Gender Inequality Index (GII)
The pandemic has brought a renewed focus on the importance of gender equality and its negative impacts. The report highlights the growing number of cases of domestic violence and child marriage. Many women are working in low-paying, insecure jobs and the proportion of women nurses is high. The COVID-19 pandemic threatens to undermine years of progress and further the problem. Despite the need to address gender inequality, the pandemic is a spur to action.
The GII measures the degree of gender inequality and shows the percentage of men and women in different countries. It also provides a comparison between countries by using different indicators, such as the number of workers per capita and the average income of both men and women. In addition, the GII reflects the status of women in the labour market, economic growth, and female health. The higher the score, the more gender equality there is. It also shows the progress made by the UN’s Millennium Development Goals.
The GII is based on a range of indicators, including the amount of capital women are able to access. The data can be misleading, as it does not consider the effects of climate change. Andrijevic’s scenarios do not assume that gender equality will result in a climate-resilient society. And while this may be a desirable outcome, it does not guarantee that gender equality will lead to greater sustainability and equity.

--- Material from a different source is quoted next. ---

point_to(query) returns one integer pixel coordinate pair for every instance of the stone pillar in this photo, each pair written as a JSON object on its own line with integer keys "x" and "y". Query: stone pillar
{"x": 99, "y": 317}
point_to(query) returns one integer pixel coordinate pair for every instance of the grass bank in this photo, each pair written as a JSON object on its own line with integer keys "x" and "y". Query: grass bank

Regardless of the causes of gender inequality, there are various ways in which it affects society. It can affect employment, educational opportunity, health, and more. There are different interpretations of gender inequality. Some claim that it is innate, while others believe that it is the product of cultural norms. In any case, it can be difficult to accurately measure progress in all areas of gender equality. Instead, researchers typically construct synthetic indicators to assess progress.
In some cases, the extent of gender inequality is exacerbated by other factors. For instance, women are less likely to receive loans for productive purposes. The GII is used to assess the impact of these factors, including poverty and conflict. In some regions, it is not possible to estimate the exact proportion of women in the workforce. Some studies, however, estimate the proportion of working-age women in the workforce. Moreover, they report that the gender gap in the labor market is increasing.
In addition to pay differences, gender inequality can be a sign of discrimination in hiring practices. Women may be discouraged from entering the labor market if they know that their job prospects are not favorable. Furthermore, pay gaps are not proof of discrimination in the workplace. If a woman is unaware that she will be treated unfairly, she may not participate in the labor market. In other words, pay gaps are not evidence of gender inequality.